Numan Kurtulmuş’un 12’den saplanan ok gibi sözleri var.

İktidar yöneticilerini “Harun gibi gelip Karun gibi olmak”la suçlamış “cipe binen türbanlı - durakta bekleyen türbanlı” tartışması açarak AKP’nin eş dost akraba kayıran eşitsiz bölüşüm politikasını yere vurmuştu.

Yandaş kalemler bile bu iki söylemin muhafazakâr toplum kesimlerinde iktidar partisini sarsacak güçte etkiler barındırdığını yazdılar.

Numan Kurtulmuş’un aldığı davette, sarsıcı gücünü etkisiz hâle getirme hesabı ağır basıyor olmalıdır.

Kurtulmuş’u yakından tanıyanlar onun doğru bildiği şeyleri makam mevki uğruna savunmaktan vazgeçecek adam olmadığına söylüyorlar.

AKP’ye “Gel de bizi düzelt” diye çağırılmayacağına göre, etkili bir muhalefet odağı sussun diye çağırılmış olması ihtimali az olmasa gerekir.

“Hayırlı ve uğurlu olsun” dilekleri için Kurtulmuş’un dışarıdan

eleştirdiği haksızlıklara ve yanlışlıklara içeride nasıl bakacağını bekleyip görmek lâzım.

Bizim iyi dileklerimizi sunmamız Kurtulmuş’un şöhretine lâyık adımları, mesela Kamu İhale Yasası’nın hayata dönmesini, en azından üç yıldır savsaklanan Deniz Feneri dolandırıcılık davasının açılmasını bekleyecektir.

Aksi hâlde bu transfer, susturucu takma operasyonu olarak algılanacaktır!

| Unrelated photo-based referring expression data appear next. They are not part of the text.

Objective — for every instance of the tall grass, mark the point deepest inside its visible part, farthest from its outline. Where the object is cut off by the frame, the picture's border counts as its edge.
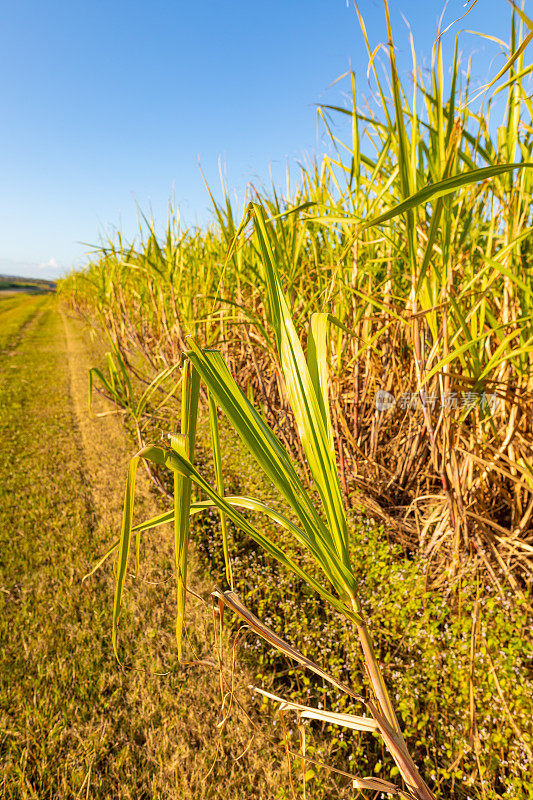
(408, 251)
(432, 300)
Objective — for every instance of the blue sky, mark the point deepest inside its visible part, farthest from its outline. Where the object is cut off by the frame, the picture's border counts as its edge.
(107, 106)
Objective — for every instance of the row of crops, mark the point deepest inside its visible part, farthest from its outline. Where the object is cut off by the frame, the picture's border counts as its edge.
(380, 320)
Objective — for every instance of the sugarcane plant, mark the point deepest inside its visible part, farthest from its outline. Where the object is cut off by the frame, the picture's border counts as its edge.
(321, 530)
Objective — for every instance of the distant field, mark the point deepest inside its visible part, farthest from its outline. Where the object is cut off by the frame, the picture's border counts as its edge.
(73, 723)
(15, 312)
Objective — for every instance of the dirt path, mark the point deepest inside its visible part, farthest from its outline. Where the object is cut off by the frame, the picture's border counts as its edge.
(72, 723)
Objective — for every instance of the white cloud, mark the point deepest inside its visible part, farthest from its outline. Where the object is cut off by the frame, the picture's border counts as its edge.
(47, 265)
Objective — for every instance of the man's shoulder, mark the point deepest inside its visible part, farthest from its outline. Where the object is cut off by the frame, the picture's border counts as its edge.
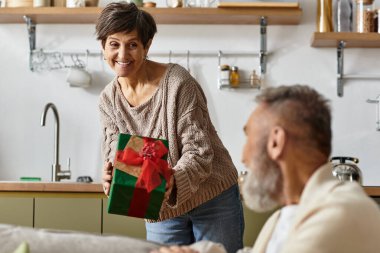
(340, 222)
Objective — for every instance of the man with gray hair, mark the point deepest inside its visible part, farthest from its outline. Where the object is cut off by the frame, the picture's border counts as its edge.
(287, 152)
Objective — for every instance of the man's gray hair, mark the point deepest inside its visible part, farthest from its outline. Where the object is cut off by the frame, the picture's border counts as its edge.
(303, 108)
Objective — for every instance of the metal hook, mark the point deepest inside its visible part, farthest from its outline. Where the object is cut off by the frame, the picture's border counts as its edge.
(219, 57)
(188, 61)
(87, 54)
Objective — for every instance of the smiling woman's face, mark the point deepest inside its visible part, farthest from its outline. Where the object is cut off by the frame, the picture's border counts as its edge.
(125, 53)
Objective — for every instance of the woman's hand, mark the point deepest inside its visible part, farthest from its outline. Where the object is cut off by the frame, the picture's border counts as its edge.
(174, 249)
(107, 177)
(169, 186)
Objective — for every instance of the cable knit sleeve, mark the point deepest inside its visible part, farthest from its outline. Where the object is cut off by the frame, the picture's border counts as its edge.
(195, 163)
(109, 129)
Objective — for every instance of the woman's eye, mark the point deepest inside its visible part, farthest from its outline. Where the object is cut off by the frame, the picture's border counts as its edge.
(133, 45)
(113, 44)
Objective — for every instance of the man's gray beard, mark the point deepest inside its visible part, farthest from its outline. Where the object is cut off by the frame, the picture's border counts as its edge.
(262, 185)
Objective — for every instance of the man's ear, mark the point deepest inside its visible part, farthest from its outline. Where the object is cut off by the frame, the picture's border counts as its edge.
(276, 142)
(148, 45)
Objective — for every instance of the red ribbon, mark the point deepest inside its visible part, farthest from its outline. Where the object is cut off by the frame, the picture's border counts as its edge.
(150, 157)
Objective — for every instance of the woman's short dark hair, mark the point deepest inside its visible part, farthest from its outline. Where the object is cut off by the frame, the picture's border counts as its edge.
(125, 17)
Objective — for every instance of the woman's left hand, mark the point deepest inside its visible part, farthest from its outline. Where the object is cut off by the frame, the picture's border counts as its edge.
(169, 186)
(174, 249)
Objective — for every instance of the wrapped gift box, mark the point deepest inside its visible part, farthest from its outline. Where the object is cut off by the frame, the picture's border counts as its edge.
(140, 175)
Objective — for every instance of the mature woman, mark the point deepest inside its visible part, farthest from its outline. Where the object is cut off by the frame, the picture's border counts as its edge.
(164, 101)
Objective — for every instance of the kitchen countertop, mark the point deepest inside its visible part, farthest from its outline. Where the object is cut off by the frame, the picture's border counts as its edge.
(16, 186)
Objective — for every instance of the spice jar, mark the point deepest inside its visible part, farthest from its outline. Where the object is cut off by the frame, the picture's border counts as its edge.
(343, 12)
(364, 16)
(254, 80)
(324, 16)
(234, 77)
(224, 75)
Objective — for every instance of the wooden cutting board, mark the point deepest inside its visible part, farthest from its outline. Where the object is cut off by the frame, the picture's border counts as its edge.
(258, 5)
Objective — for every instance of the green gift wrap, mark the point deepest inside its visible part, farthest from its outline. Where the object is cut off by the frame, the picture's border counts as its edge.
(140, 175)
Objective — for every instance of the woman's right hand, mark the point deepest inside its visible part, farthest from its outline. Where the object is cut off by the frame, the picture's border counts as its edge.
(107, 177)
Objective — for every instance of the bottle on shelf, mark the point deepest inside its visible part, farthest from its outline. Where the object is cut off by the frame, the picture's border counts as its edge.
(224, 74)
(234, 77)
(254, 80)
(343, 15)
(364, 16)
(324, 16)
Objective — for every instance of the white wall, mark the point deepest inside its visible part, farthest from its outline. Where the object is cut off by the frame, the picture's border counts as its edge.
(26, 148)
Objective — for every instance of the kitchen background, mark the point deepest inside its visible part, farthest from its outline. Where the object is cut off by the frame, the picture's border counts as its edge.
(27, 149)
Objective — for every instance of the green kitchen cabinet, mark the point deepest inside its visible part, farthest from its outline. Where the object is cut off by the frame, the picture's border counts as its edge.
(79, 214)
(122, 225)
(16, 211)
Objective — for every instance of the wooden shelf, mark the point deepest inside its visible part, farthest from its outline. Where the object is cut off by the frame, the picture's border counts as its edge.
(352, 39)
(88, 15)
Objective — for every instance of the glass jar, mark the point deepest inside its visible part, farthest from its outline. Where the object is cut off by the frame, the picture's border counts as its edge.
(324, 16)
(343, 12)
(234, 77)
(224, 75)
(254, 80)
(364, 16)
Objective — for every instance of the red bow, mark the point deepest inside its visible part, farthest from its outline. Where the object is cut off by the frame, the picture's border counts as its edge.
(152, 164)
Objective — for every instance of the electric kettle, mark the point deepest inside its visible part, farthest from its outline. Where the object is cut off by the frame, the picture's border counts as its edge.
(346, 171)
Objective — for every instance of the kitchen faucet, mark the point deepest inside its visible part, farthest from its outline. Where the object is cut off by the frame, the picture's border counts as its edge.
(56, 174)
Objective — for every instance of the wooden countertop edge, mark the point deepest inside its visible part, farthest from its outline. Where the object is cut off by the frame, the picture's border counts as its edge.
(373, 191)
(50, 187)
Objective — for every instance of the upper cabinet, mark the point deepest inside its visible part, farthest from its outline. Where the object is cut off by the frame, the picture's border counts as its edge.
(351, 39)
(281, 15)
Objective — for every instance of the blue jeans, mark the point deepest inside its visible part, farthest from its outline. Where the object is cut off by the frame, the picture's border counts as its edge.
(219, 220)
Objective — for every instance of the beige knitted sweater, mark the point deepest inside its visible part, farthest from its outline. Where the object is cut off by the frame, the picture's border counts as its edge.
(178, 113)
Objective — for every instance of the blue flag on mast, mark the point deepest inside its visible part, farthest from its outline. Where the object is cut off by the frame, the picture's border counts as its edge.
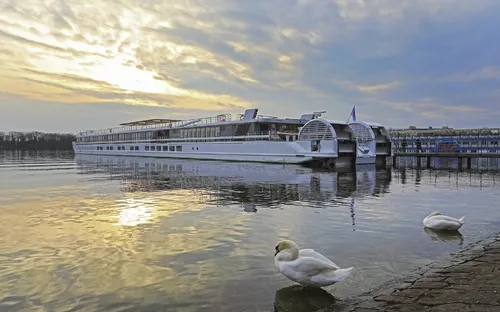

Bu aflar insanlık suçudur!

Türkiye’de siyasetçi kendini Tanrı yerine koyuyor. Allah’tan korkan hangi insan, son birkaç gün içinde tahliye edilen katliam hükümlülerini af yoluyla sokağa salma hakkını kendinde bulabilir? Bunlar devlet görevlilerini ve masum öğrencileri öldürmüşler. Çoğu seri katil durumunda. Milletvekillerinin bu kişilere özgürlüklerini vermesi ahlâki bir suçtur, insanlık suçudur. Bahçelievler katliamı hükümlülerinden sonra Adana Emniyet Müdürü Cevat Yurdakul ile CHP’nin Adana ve Kayseri İl Başkanları Ahmet Albay ve Mustafa Kulkuloğlu’nu öldürmekten hükümlü Muhsin Kehya da bırakıldı. Bu af, Meclis’ten daha önce çıkarılan affın yarsattığı eşitsizliği düzeltmek adına kanunlaştı. Yani bir yanlış başka bir yanlışla düzeltildi! Yerel bir TV’ye çıkan Muhsin Kehya, Başbakan’a “minnet borcu” bulunduğunu söyledikten sonra, işlediği suçların “günün şartlarının gerektirdiği mücadele icabı” olduğunu öne sürüp şöyle dedi: “Dolayısıyla herhangi bir pişmanlık falan da duymuyorum!” Düşünün bir seri katil, pişmanlığını bile yaşamadan halkın arasına salınmıştır. Bir hükümetin, bir parlamentonun, halkın can güvenliğini bu kadar hafife almaya hakkı olabilir mi?